Спорные и очень важные вопросы предыстории национал-социализма, его идеологической и культурной обусловленности актуальны и в наши дни, ибо проблема живучести и устойчивости демократических институтов приобрела сейчас универсальный характер и почти столь же настоятельно стоит, как некогда перед Германией и перед странами Восточной Европы, прежде всего перед Россией и другими республиками бывшего СССР. Кроме политической значимости эта проблема имеет большое историческое и воспитательное значение, поскольку демократические принципы могут быть усвоены только одним-единственным путем – путем постепенного и терпеливого внедрения в сознание людей на протяжении многих поколений. И даже если исходные позиции на этом пути очень слабы, не следует предаваться отчаянию и уповать на какие-либо волшебные рецепты, обещающие моментальные решения, – это всегда обман, ибо самая радикальная революция меняет общество лишь внешне, а то, что, собственно, составляет объект революции, остается внутренне неизменным. Подтверждением этих слов может служить опыт Германии после 1945 г., когда немцы, как ни одна нация в мире, смогли пройти мучительную в психологическом плане фазу «покаяния» постепенно, поколение за поколением осознавая масштабы немецкого искушения нацизмом в XX в.
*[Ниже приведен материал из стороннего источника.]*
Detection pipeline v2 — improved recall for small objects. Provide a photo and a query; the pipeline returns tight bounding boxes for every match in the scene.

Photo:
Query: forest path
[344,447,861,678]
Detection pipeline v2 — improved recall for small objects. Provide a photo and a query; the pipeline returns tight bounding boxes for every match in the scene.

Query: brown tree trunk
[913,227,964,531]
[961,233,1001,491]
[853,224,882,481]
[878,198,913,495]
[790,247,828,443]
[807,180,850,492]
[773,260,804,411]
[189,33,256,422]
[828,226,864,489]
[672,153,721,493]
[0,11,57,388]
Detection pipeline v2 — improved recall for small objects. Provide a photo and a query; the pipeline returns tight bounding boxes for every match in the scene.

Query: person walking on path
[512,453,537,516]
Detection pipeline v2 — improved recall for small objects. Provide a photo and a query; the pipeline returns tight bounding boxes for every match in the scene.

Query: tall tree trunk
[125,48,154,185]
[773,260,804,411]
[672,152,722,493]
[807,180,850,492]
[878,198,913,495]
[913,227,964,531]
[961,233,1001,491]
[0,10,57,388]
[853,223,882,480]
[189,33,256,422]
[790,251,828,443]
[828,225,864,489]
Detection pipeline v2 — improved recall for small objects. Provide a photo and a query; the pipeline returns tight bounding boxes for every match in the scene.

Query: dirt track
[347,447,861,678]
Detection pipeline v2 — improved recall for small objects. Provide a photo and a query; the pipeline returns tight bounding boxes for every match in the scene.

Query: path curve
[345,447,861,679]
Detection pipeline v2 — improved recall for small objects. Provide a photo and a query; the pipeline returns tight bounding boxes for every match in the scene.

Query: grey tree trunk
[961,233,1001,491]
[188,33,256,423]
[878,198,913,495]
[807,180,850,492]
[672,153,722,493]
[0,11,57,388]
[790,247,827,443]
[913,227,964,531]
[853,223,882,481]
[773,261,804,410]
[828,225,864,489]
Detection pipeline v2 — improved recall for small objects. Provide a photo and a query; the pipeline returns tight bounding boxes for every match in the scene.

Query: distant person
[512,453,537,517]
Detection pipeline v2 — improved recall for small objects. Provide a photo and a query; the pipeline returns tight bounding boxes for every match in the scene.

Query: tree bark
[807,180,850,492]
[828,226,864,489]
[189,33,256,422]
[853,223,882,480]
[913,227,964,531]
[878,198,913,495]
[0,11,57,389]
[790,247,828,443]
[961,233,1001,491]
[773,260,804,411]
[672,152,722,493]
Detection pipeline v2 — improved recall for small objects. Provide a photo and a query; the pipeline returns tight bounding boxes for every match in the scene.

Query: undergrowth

Причем, как это видно сейчас, процесс этот идет не в ущерб сохранению национальной идентичности и национального самосознания, наоборот, истинное признание народом национальной вины укрепляет его веру в себя, а также гарантирует ему достойное место в европейской семье народов.

С другой стороны, не следует возлагать на историческое исследование слишком большие надежды в плане выяснения точных и ясных выводов и рецептов для настоящего. Американский дипломат Генри Киссинджер писал, что уроки истории не являются автоматически применимым руководством к действию; история учит по аналогии, проливая свет на сходные последствия сопоставимых ситуаций. Однако каждое поколение должно определить для себя, какие обстоятельства на самом деле являются сопоставимыми[5].

Проблема состоит еще и в том, возможно ли вообще высказать истинное научное мнение о политических и социальных ценностях, о свободе, равенстве, справедливости, о правильной организации общества и правильной политике? На этот вопрос следует ответить отрицательно – еще Макс Вебер и Карл Поппер признавали, что наука не в состоянии решать этические, этико-политические проблемы, она не в состоянии указать на истинное значимые и великие ценности, она не может обосновывать ценностей, наука не может выработать и обосновать совершенно правильную политику. Претензии науки (в нашем случае – истории) значительно скромнее: она нам только может сказать, чем является настоящее и что было в прошлом. Политические и моральные решения – это дело человеческой ответственности. Нельзя заменить науку верой, мировоззрением, политической волей – в этом случае наука утеряет точку опоры. Даже если мы в принципе едины в нашей системе ценностей, то все равно мы не должны оценивать другие общества, чужие времена с точки зрения этой нашей общепринятой сегодняшней системы ценностей – в ином случае нам их не понять.